# Specific 3D Printers, Scanners, & Hardware > Other 3D Printers / Scanners / Hardware > The Copperhead Forum >  New Copperhead Beta Program

## DJNOS1978

Acadian Robotics is pleased to announce the Copperhead Beta Testing Program. We have reached our final design and are looking for people who are involved with or looking to get involved with the 3D printing industry to consider our Beta Program. It is a limited offer and first come, first serve.  There are a few who are already signed up and we are extending this to the folks on 3D printboard.  You will have direct access to Robb Perkins, CEO and me, Craig Billings, COO to provide us with feedback on our new machine. If you are interested email us at acadianrobotics@gmail.com . 

Our website will be updated soon with new pictures of the machine as well as video of the Copperhead in action. 

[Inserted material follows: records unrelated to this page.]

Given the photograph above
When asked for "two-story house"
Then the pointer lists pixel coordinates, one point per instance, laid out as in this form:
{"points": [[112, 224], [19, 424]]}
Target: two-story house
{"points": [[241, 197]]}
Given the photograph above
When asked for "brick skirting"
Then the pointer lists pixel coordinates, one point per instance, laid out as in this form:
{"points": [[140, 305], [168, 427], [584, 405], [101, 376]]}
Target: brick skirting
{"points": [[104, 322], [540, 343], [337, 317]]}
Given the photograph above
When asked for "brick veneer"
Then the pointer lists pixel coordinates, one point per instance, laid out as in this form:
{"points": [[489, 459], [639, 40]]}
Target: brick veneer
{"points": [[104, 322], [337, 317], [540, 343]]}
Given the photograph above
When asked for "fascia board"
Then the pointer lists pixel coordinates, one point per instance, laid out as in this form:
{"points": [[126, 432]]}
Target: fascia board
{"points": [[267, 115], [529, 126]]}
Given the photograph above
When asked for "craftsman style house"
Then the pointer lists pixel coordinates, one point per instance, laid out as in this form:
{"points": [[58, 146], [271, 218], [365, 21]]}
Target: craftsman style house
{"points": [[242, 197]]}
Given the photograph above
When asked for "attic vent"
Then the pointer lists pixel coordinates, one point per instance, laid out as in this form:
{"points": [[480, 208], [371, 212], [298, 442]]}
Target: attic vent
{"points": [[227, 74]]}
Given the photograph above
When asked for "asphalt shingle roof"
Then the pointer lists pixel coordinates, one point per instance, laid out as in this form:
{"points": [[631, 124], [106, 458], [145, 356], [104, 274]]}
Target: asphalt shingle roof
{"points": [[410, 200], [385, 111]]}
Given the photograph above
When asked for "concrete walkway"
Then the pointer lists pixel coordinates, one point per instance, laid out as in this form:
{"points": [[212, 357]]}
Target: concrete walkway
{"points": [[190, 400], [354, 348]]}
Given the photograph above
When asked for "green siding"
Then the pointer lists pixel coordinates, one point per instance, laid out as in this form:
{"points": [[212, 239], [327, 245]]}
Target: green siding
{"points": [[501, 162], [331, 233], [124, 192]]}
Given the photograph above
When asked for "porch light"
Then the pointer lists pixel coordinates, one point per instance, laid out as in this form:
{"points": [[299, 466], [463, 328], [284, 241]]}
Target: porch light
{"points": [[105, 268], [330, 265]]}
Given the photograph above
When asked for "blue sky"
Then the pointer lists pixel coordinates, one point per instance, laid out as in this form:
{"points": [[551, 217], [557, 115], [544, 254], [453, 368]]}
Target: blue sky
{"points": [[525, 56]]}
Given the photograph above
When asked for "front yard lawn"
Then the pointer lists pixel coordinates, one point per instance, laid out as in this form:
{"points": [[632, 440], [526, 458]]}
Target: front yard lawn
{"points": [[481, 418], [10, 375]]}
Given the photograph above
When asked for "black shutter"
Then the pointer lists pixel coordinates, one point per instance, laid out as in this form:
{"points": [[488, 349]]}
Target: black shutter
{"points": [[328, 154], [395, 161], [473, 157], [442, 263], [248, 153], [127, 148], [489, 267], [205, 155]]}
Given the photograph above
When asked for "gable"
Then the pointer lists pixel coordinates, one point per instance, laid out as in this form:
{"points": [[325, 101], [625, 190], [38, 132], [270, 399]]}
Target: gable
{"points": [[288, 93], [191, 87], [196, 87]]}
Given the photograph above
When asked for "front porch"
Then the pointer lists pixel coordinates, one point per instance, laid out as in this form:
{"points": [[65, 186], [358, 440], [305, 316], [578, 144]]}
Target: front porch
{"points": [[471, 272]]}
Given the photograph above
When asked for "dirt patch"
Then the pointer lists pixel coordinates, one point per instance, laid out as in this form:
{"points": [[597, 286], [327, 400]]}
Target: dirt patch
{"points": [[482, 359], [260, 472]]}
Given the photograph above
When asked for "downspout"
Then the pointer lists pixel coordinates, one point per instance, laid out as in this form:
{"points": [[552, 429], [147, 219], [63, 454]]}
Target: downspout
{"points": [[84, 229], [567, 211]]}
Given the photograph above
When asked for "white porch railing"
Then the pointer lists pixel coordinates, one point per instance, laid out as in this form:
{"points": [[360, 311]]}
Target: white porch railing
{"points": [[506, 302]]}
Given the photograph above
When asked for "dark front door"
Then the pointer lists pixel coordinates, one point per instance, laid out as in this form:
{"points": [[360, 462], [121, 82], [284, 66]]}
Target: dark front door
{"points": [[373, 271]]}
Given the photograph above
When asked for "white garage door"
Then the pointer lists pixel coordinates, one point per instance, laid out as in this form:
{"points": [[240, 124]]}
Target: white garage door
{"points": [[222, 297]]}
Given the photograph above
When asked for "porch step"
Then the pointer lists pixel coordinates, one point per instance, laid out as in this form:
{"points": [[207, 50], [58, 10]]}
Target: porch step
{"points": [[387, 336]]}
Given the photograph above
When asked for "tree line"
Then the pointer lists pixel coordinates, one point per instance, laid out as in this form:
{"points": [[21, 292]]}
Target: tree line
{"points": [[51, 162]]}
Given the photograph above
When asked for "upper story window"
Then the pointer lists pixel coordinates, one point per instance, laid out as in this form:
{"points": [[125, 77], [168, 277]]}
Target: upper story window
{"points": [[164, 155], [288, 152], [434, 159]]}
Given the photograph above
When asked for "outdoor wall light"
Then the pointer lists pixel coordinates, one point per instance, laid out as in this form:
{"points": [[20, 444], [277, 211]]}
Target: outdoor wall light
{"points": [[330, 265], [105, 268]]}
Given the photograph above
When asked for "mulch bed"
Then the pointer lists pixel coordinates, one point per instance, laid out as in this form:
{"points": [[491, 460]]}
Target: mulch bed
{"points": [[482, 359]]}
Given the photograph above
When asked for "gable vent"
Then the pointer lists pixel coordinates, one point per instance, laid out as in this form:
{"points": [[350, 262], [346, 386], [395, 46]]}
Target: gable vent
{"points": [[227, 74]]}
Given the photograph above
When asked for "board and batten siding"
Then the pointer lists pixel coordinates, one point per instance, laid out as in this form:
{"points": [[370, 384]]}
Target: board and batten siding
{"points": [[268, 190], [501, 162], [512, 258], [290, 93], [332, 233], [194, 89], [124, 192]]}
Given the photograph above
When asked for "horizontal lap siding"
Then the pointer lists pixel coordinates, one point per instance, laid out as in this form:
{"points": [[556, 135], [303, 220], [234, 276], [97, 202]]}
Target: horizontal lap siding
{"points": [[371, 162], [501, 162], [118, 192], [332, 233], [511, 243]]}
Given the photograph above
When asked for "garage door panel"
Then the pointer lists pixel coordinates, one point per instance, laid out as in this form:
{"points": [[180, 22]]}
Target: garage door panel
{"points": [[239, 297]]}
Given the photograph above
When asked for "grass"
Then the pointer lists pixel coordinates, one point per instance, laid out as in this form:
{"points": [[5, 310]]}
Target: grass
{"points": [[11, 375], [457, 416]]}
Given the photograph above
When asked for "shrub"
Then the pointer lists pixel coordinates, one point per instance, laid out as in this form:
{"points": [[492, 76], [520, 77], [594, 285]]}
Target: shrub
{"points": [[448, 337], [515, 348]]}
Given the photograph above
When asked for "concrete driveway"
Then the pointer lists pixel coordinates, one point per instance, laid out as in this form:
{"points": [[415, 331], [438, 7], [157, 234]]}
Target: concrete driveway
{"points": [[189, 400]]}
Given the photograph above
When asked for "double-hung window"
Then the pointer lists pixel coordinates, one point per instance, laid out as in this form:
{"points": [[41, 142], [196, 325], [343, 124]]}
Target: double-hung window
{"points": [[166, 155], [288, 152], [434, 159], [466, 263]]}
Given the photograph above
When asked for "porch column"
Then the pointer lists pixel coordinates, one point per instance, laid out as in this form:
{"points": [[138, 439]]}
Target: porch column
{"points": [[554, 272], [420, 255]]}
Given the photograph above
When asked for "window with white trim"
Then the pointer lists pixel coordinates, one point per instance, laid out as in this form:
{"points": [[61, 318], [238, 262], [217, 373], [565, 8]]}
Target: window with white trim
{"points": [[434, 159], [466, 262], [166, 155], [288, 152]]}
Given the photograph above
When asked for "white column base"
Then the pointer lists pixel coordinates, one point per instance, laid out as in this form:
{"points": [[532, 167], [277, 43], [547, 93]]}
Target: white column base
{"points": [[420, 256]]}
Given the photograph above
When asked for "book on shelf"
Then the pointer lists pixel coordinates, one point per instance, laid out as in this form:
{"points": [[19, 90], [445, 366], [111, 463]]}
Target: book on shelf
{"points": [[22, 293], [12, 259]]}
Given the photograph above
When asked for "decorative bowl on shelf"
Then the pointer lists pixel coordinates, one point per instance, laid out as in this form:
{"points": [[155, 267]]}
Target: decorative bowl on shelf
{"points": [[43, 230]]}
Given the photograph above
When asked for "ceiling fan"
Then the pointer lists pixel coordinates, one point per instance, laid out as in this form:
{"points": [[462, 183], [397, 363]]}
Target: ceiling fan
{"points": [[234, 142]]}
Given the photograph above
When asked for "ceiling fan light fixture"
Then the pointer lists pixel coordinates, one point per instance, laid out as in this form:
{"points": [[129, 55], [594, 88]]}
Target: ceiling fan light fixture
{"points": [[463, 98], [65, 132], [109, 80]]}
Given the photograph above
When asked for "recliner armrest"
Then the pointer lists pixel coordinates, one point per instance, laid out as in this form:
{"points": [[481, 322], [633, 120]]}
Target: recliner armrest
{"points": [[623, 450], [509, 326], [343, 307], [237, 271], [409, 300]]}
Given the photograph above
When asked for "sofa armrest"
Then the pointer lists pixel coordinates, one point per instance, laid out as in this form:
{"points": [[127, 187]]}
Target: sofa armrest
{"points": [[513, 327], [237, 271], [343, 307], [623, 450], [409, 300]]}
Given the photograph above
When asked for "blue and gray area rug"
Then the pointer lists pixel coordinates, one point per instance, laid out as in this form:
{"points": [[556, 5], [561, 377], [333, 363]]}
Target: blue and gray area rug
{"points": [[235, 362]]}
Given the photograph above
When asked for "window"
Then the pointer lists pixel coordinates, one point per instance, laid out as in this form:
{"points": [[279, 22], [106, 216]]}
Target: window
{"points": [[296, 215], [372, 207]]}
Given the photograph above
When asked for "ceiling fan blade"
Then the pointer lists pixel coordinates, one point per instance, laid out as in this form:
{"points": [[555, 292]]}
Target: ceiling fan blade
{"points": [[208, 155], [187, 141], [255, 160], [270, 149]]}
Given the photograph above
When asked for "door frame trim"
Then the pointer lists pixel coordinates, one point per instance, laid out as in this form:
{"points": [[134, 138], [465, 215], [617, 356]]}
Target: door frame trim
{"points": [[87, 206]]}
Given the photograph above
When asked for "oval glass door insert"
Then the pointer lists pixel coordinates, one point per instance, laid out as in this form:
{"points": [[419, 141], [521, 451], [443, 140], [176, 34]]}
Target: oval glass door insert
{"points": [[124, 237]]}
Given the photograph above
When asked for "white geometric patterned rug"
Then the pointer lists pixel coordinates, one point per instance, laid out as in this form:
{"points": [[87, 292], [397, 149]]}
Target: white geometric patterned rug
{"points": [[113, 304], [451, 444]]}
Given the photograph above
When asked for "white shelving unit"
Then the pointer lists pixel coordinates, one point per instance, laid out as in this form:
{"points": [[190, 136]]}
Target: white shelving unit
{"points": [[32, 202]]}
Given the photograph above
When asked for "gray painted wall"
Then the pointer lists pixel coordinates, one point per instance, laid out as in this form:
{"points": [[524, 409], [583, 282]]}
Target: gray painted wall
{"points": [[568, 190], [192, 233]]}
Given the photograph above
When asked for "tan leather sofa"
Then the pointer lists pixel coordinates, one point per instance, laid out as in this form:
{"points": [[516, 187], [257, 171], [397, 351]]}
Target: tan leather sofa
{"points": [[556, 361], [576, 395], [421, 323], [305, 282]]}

Looking forward to the future with you.
Craig Billings
Acadian Robotics

----------


## The_Critter

What does the Beta Testing include?  Do we get free printers?

----------


## DJNOS1978

The beta testers will provide us with feedback on what they like and don't like about the machine. It will give us and them an opportunity to understand how customers feel about the copperhead. 
There is a cost to the program.

----------


## The_Critter

Very interesting.  Can you say publicly how much the cost is for the program?  What would be our obligation?

----------


## DJNOS1978

Robb and I discussed about providing that information publicly and decided we would rather keep it private amongst testers. 
Craig

----------


## kanningphish

I am kinda interested, but I feel that it is a big determining factor over how much I'd have to pay.  Also what if the beta printers end up being crap?  Do we get our money back?

----------


## DJNOS1978

We would not put a machine out in anyone's hand that is not ready. The main goal of the beta program is to offer our first batch of machines to a limited number of customers to get direct feedback on the function of the machine. Should there be any issues with design or failure of parts on the machines we cover the cost fully. This is all in writing and we will send the documents with the machine. Understand we have been testing and continue to test the limits of the machine. 

Robb and I feel that this is a great opportunity for those who want to be the first to test out a new concept in 3d printing. 

Please email me directly at craigpbill@gmail.com for more info
Craig

----------


## DJNOS1978

Thanks for all the people who participated in the beta testing program. It is now closed since we have filled our beta tester orders. We did start a beta tester forum on our new community forum.
https://login.proboards.com/login/5539172/1
But we will be sharing the information and feedback from our beta testers on here as well.

----------


## DJNOS1978

Beta testing program is now closed to out of state participants as we have enough people signed up. Thanks to all who responded. More info will be released soon.

----------


## kanningphish

Best of luck.  Wish I knew about this sooner, but I am relatively new to these forums.  Can't wait to see what you guys have to offer!

----------


## DJNOS1978

Hey kanningphish. Email me at acadianrobotics.com.  Robb and I will discuss if we can fit you in if you are interested.

----------


## DJNOS1978

After discussing the Beta Program with Robb we have decided to extend the program a little longer. This is a great opportunity to be part of the 3D printing industry and Acadian Robotics.

----------